Limitations on close-out netting in the event that emergency measures are applied to banks, insurers or clearing and settlement institutions
In 2010 additional rules and measures were introduced in Belgian law to allow supervisory authorities to deal more effectively with credit institutions, insurance companies and clearing and settlement institutions experiencing severe financial or management distress (“Emergency Measures”). When an Emergency Measure is taken towards such an institution, close-out netting will not be permitted against it by any counterparty which is neither in the public sector or a financial institution as defined by the amendments. The exceptions described above in respect of the suspension for cases of judicial reorganisation will also apply, except for the first exception.
Suspension of the right to enforce cash collateral or collateral in the form of credit claims
In the circumstances described above where the right to close-out netting is suspended, such suspension will equally apply to a collateral taker’s enforcement of its rights to cash or credit claims that have been pledged. The same exceptions will apply, including where the collateral has been provided in relation to derivatives and other financial transactions as identified by the Royal Decree referred to above.

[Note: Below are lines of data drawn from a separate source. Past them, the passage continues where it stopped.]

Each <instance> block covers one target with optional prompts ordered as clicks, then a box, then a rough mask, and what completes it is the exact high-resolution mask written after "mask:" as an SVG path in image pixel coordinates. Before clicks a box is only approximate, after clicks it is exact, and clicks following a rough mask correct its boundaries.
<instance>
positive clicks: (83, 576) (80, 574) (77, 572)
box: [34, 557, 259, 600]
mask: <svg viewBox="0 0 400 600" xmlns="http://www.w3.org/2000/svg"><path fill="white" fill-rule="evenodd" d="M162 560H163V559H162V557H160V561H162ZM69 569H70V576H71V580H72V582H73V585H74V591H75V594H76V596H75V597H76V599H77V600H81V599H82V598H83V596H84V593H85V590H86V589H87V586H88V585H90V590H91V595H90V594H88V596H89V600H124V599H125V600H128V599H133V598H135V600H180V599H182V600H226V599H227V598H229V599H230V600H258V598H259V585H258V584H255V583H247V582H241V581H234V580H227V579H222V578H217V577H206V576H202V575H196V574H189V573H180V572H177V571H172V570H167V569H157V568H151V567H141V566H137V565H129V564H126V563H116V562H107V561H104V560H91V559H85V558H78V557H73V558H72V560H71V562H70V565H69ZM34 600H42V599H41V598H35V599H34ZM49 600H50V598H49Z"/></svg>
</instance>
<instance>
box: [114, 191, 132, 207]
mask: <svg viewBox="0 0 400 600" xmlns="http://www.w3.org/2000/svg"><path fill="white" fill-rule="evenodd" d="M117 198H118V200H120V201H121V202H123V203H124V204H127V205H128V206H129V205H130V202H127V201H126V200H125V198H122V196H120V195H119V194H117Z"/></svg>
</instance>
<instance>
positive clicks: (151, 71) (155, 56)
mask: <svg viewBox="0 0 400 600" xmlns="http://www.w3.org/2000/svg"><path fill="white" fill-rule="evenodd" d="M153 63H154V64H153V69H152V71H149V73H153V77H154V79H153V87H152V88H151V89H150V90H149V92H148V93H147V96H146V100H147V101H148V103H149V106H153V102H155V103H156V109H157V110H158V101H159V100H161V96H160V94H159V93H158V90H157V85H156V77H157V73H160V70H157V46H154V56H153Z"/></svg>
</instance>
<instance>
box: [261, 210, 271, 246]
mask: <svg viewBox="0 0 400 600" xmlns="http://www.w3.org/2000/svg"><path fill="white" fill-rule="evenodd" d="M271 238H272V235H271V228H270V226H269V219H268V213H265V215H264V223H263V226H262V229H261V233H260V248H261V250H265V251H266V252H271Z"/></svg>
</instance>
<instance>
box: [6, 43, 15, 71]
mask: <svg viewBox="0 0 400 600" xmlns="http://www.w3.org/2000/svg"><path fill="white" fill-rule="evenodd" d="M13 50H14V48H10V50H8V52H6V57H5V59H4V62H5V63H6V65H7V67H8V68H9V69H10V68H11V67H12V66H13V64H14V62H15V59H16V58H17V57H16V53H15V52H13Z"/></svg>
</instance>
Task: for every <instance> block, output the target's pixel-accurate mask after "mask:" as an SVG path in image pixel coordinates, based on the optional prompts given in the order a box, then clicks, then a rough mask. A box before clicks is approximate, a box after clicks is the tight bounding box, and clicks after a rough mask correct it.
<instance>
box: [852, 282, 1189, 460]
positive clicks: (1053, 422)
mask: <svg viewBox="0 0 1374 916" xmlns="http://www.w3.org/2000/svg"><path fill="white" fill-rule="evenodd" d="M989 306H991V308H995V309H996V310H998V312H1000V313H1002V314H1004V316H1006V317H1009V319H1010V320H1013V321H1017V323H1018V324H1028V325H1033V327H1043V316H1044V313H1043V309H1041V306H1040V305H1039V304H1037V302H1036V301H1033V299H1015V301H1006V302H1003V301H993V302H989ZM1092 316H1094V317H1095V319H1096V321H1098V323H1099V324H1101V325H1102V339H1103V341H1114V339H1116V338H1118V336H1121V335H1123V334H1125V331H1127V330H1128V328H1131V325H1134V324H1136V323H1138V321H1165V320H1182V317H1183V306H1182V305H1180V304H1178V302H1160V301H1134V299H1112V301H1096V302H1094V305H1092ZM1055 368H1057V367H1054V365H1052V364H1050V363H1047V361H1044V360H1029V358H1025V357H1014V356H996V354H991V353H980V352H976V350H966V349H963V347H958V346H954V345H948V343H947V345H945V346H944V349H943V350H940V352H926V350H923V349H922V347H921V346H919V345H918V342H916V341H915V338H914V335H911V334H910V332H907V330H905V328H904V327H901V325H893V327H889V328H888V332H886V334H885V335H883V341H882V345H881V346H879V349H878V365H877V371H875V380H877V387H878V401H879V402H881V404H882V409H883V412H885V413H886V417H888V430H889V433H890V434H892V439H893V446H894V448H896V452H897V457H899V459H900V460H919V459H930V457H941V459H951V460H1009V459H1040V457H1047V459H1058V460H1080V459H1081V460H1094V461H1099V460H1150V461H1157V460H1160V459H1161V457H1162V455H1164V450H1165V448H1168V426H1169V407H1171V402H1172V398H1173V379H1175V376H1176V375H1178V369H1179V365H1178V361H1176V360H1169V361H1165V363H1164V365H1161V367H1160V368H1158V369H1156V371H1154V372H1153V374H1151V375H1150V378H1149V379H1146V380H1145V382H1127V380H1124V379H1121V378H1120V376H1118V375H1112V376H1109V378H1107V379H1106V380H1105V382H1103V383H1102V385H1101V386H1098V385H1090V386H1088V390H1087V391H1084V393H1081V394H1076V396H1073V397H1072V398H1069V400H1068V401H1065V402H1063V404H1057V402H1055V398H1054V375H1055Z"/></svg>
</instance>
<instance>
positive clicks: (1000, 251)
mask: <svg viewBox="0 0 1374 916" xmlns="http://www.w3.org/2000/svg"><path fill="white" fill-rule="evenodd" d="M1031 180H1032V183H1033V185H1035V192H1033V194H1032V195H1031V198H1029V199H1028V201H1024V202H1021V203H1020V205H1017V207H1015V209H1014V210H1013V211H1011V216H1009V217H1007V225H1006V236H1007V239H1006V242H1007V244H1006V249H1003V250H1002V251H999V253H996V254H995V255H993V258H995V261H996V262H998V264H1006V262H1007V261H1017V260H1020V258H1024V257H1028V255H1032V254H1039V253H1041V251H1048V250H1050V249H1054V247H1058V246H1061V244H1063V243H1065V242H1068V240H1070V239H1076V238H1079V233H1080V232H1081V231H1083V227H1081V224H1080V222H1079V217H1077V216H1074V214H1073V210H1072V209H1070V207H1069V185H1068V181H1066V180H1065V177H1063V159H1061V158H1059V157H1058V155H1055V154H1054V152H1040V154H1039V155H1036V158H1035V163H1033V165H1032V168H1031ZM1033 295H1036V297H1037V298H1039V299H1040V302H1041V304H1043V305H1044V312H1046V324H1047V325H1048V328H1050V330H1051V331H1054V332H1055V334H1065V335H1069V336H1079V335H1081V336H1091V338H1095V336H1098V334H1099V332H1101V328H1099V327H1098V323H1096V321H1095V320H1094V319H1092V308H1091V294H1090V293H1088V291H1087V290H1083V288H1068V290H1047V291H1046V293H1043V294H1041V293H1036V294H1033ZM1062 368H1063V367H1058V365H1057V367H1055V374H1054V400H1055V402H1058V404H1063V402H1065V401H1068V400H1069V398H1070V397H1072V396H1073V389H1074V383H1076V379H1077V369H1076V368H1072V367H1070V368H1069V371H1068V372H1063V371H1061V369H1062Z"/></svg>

Clarifications for cash collateral and the use of certain financial instruments
Whereas in 2004 the Belgian legislator intended that cash collateral could benefit from the financial collateral legislation without the need for any additional requirements other than those imposed for the valid and effective creation of a pledge or title transfer under general civil law, the actual wording of the original provisions of that legislation (in particular Article 4) left the impression that it was a requirement to deliver the possession of or control over the cash to the collateral taker or its representative. The amending provisions of the new legislation will remove all doubt: no such delivery or control will be required. Thus it will be possible to pledge or assign cash on a bank account without notice to the bank and, irrespective of whether the bank will have been given notice, the fact that the collateral provider is allowed to continue to deal with the cash on the account will not exclude the full application of the Belgian financial collateral legislation.
Finally, the new legislation amends the definition of “financial instruments”, as used for the purposes of this legislation, to clarify that all such instruments need not necessarily to be traded or tradable on financial markets. Thus there will no longer be any doubt that financial instruments which do not or cannot qualify for trading on a financial market (such as shares of a private limited liability company Bvba/Sprl) can be used as collateral, provided that they are at least transferable by nature.